SELECT json_sum_merge('{"key1": 1, "key2": 3}', '{"key3": 1, "key2": 2}')
Output:
{"key1": 1, "key2": 5, "key3": 1}
The function code:
DELIMITER //
DROP FUNCTION IF EXISTS json_merge_sum //
CREATE FUNCTION json_sum_merge(IN j1 JSON, IN total JSON) RETURNS JSON
BEGIN
DECLARE knum INT DEFAULT 0;
DECLARE jkeys JSON DEFAULT JSON_KEYS(j1);
DECLARE kpath VARCHAR(20);
DECLARE v INT;
DECLARE l INT DEFAULT JSON_LENGTH(jkeys);
kloop: LOOP
IF knum >= l THEN
LEAVE kloop;
END IF;
SET kpath = CONCAT('$.', JSON_EXTRACT(jkeys, CONCAT('$[', knum, ']')));
SET v = JSON_EXTRACT(j1, kpath);
IF JSON_CONTAINS_PATH(total, 'one', kpath) THEN
SET total = JSON_REPLACE(total, kpath, JSON_EXTRACT(total, kpath) + v);
ELSE
SET total = JSON_SET(total, kpath, v);
END IF;
SET knum = knum + 1;
END LOOP kloop;
RETURN total;
END
The procedure, count_keys
, performs the equivalent of the GROUP BY
clause. It finds all the distinct values of col1
in the table and then calls json_sum_merge
for each row which has that value of col1
. Note the row select query performs a SELECT ... INTO
a dummy variable so no output is generated, and uses a MIN()

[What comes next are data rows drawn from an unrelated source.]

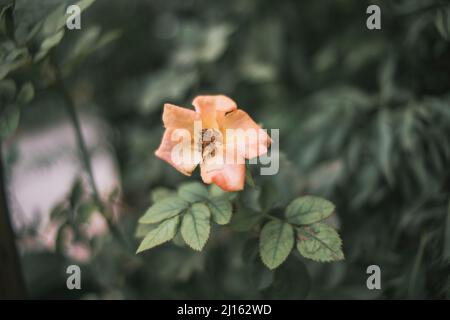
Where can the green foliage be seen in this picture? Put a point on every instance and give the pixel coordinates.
(193, 205)
(164, 209)
(320, 242)
(196, 226)
(163, 232)
(276, 242)
(308, 209)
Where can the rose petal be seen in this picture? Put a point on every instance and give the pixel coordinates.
(229, 176)
(245, 135)
(173, 139)
(218, 102)
(177, 117)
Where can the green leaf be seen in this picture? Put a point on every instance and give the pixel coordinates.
(221, 209)
(9, 120)
(249, 178)
(193, 192)
(164, 232)
(275, 243)
(245, 219)
(164, 209)
(196, 226)
(308, 209)
(48, 44)
(320, 242)
(143, 229)
(161, 193)
(290, 281)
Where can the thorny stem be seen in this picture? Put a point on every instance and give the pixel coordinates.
(71, 111)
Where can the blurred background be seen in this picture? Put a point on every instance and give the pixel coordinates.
(364, 119)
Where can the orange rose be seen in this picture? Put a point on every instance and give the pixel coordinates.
(217, 135)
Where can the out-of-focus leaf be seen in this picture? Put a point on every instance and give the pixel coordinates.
(164, 209)
(442, 22)
(193, 192)
(9, 120)
(26, 93)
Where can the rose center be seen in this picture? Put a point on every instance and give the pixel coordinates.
(211, 140)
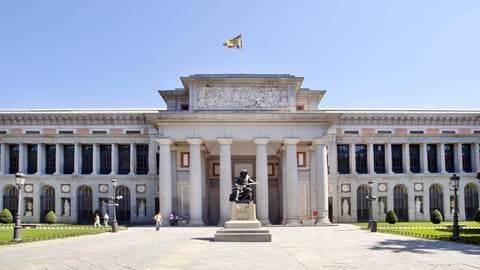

to ensure there is only one result (so that it can be assigned to a variable).
The procedure:
DELIMITER //
DROP PROCEDURE IF EXISTS count_keys //
CREATE PROCEDURE count_keys()
BEGIN
DECLARE finished INT DEFAULT 0;
DECLARE col1val VARCHAR(20);
DECLARE col1_cursor CURSOR FOR SELECT DISTINCT col1 FROM table2;
DECLARE CONTINUE HANDLER FOR NOT FOUND SET finished=1;
OPEN col1_cursor;
col1_loop: LOOP
FETCH col1_cursor INTO col1val;
IF finished=1 THEN
LEAVE col1_loop;
END IF;
SET @total = '{}';
SET @query = CONCAT("SELECT MIN(@total:=json_sum_merge(col2, @total)) INTO @json FROM table2 WHERE col1='", col1val, "'");
PREPARE stmt FROM @query;
EXECUTE stmt;
DEALLOCATE PREPARE stmt;
SELECT col1val AS col1, @total AS col2;
END LOOP col1_loop;
END
For a slightly larger example:
col1 col2
aaa {"key1": 1, "key2": 3}
bbb {"key1": 4, "key2": 2}
aaa {"key1": 50, "key3": 0}
ccc {"key2": 5, "key3": 1, "key4": 3}
bbb {"key1": 5, "key2": 1, "key5": 3}
CALL count_keys()
produces:
col1 col2
aaa {"key1": 51, "key2": 3, "key3": 0}
bbb {"key1": 9, "key2": 3, "key5": 3}
ccc {"key2": 5, "key3": 1, "key4": 3}
Note I've called the table table2
in the procedure, you will need to edit that (in both queries) to suit.